One of the uses of pool noodles is bulking out a body framework for a prop, like this:










The blue material is from pool noodles. The black material is foam pipe insulation.


----------



## Spartan005

RoxyBlue said:


> One of the uses of pool noodles is bulking out a body framework for a prop, like this:
> 
> 
> 
> 
> 
> 
> 
> 
> 
> 
> The blue material is from pool noodles. The black material is foam pipe insulation.


wow never thought of that thanks a lot... in fact theres a bunch of props i need that for already lol


----------



## joker

RoxyBlue said:


> One of the uses of pool noodles is bulking out a body framework for a prop...


That's exactly what I bought mine for.

I may see if it can string some bodies together this year using rope and pool noodles for a more limp recently dead body. My zombie costume may need one to drag around this year.....muwahahahahahah:voorhees:


----------



## pyro

the larger ones makes a great colum on crypts and such- use them in arch ways too


----------



## Front Yard Fright

Last year we created an awesome hallway effect using pool noodles. We had about 15 or so of them and we put 1/2" PVC in the middle of them (It fit perfectly!) and liquid nailed them. We then covered the noodles in reflective silver tape and hung them from the ceiling. Add a couple strobes and the effect is awesome!
http://i11.photobucket.com/albums/a195/frontyardfright/2008/10-10-08/IMG_4430.jpg
:jol:.


----------



## Revenant

Front Yard Fright said:


> Last year we created an awesome hallway effect using pool noodles. We had about 15 or so of them and we put 1/2" PVC in the middle of them (It fit perfectly!) and liquid nailed them. We then covered the noodles in reflective silver tape and hung them from the ceiling. Add a couple strobes and the effect is awesome!
> http://i11.photobucket.com/albums/a195/frontyardfright/2008/10-10-08/IMG_4430.jpg
> :jol:.


Dayum... with the strobes going I bet that was pretty disorienting.
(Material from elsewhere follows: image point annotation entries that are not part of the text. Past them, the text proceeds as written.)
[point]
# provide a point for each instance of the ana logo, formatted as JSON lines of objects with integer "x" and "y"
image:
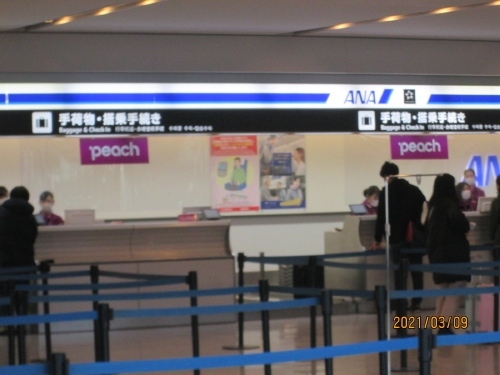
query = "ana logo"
{"x": 419, "y": 147}
{"x": 484, "y": 172}
{"x": 114, "y": 151}
{"x": 367, "y": 97}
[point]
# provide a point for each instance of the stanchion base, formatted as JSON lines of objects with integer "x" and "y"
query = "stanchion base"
{"x": 405, "y": 369}
{"x": 240, "y": 348}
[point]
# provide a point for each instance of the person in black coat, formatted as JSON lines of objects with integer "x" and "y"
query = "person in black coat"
{"x": 405, "y": 209}
{"x": 18, "y": 230}
{"x": 447, "y": 242}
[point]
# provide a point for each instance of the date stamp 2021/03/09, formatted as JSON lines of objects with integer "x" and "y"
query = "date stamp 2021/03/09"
{"x": 432, "y": 321}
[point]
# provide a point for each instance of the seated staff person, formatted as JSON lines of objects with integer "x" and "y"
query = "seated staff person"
{"x": 47, "y": 202}
{"x": 371, "y": 199}
{"x": 464, "y": 194}
{"x": 475, "y": 192}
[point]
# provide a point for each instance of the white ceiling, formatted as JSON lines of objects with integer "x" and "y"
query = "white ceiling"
{"x": 261, "y": 17}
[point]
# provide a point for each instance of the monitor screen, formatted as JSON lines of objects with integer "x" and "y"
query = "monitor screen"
{"x": 40, "y": 220}
{"x": 484, "y": 204}
{"x": 79, "y": 217}
{"x": 211, "y": 214}
{"x": 358, "y": 209}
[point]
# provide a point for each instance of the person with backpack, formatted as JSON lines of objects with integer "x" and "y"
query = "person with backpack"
{"x": 447, "y": 228}
{"x": 405, "y": 208}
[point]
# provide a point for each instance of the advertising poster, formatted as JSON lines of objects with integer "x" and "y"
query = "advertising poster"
{"x": 234, "y": 166}
{"x": 282, "y": 160}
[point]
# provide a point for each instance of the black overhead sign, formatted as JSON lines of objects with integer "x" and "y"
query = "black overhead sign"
{"x": 187, "y": 121}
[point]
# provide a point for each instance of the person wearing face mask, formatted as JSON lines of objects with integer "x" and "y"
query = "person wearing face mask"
{"x": 4, "y": 194}
{"x": 405, "y": 209}
{"x": 371, "y": 199}
{"x": 475, "y": 192}
{"x": 464, "y": 194}
{"x": 47, "y": 202}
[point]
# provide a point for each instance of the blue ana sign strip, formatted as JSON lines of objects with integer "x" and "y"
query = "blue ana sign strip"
{"x": 163, "y": 98}
{"x": 443, "y": 99}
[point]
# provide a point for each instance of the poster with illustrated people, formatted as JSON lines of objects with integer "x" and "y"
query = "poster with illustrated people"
{"x": 282, "y": 161}
{"x": 234, "y": 169}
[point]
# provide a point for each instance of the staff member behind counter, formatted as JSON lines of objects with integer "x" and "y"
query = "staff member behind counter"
{"x": 475, "y": 192}
{"x": 46, "y": 216}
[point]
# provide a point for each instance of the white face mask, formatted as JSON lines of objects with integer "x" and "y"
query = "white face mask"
{"x": 47, "y": 207}
{"x": 470, "y": 181}
{"x": 465, "y": 194}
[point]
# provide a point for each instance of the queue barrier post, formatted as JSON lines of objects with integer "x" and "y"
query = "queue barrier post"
{"x": 262, "y": 269}
{"x": 266, "y": 340}
{"x": 401, "y": 311}
{"x": 94, "y": 280}
{"x": 45, "y": 269}
{"x": 381, "y": 304}
{"x": 241, "y": 315}
{"x": 104, "y": 316}
{"x": 193, "y": 285}
{"x": 496, "y": 282}
{"x": 241, "y": 283}
{"x": 58, "y": 364}
{"x": 22, "y": 309}
{"x": 312, "y": 263}
{"x": 11, "y": 331}
{"x": 326, "y": 304}
{"x": 426, "y": 343}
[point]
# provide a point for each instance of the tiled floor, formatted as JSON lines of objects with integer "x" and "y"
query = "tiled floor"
{"x": 286, "y": 334}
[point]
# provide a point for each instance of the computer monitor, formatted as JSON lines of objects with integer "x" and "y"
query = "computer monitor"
{"x": 196, "y": 211}
{"x": 40, "y": 220}
{"x": 211, "y": 214}
{"x": 79, "y": 217}
{"x": 358, "y": 209}
{"x": 484, "y": 204}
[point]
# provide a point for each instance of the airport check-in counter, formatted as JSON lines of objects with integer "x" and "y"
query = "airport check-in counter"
{"x": 166, "y": 248}
{"x": 357, "y": 234}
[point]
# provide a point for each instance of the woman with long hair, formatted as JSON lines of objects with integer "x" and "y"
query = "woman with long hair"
{"x": 447, "y": 242}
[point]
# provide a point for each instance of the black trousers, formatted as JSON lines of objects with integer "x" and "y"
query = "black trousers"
{"x": 417, "y": 277}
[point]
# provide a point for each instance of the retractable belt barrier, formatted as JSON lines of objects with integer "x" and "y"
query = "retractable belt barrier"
{"x": 100, "y": 286}
{"x": 144, "y": 296}
{"x": 299, "y": 355}
{"x": 211, "y": 362}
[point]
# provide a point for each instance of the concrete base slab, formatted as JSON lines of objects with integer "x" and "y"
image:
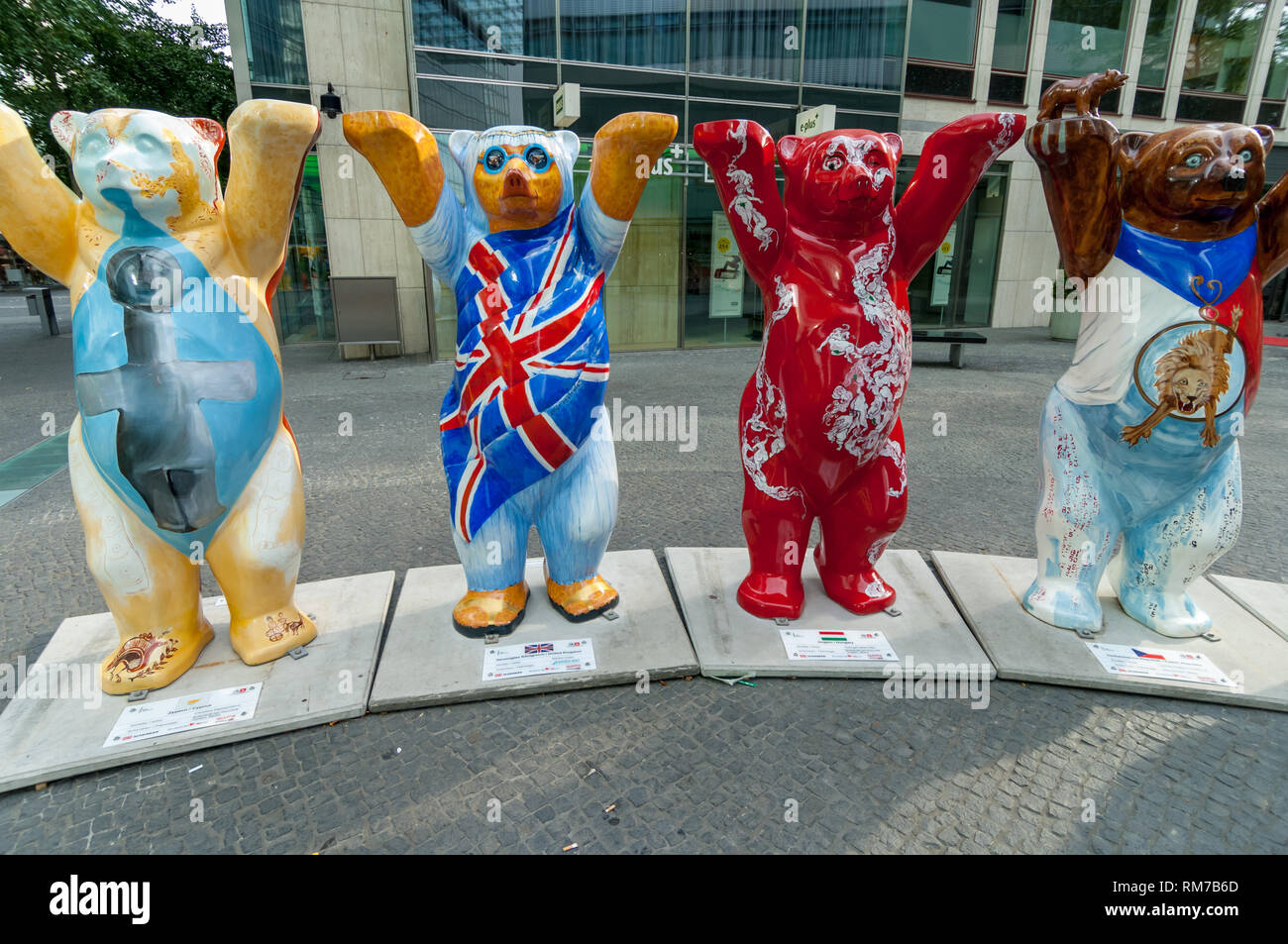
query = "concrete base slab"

With a little hotwire whittlin' and some paint, pool noodles made some very nice corpse forearms for my crawler:


----------



## lowdwnrob

Just got me 6 of them. Thanks for the heads up


----------



## tot13

Checked on these today. They're still regular price here. Best deal I've found in the past on pool noodles was at the Dollar General or Family Dollar (can never keep them separated) after-season sale.


----------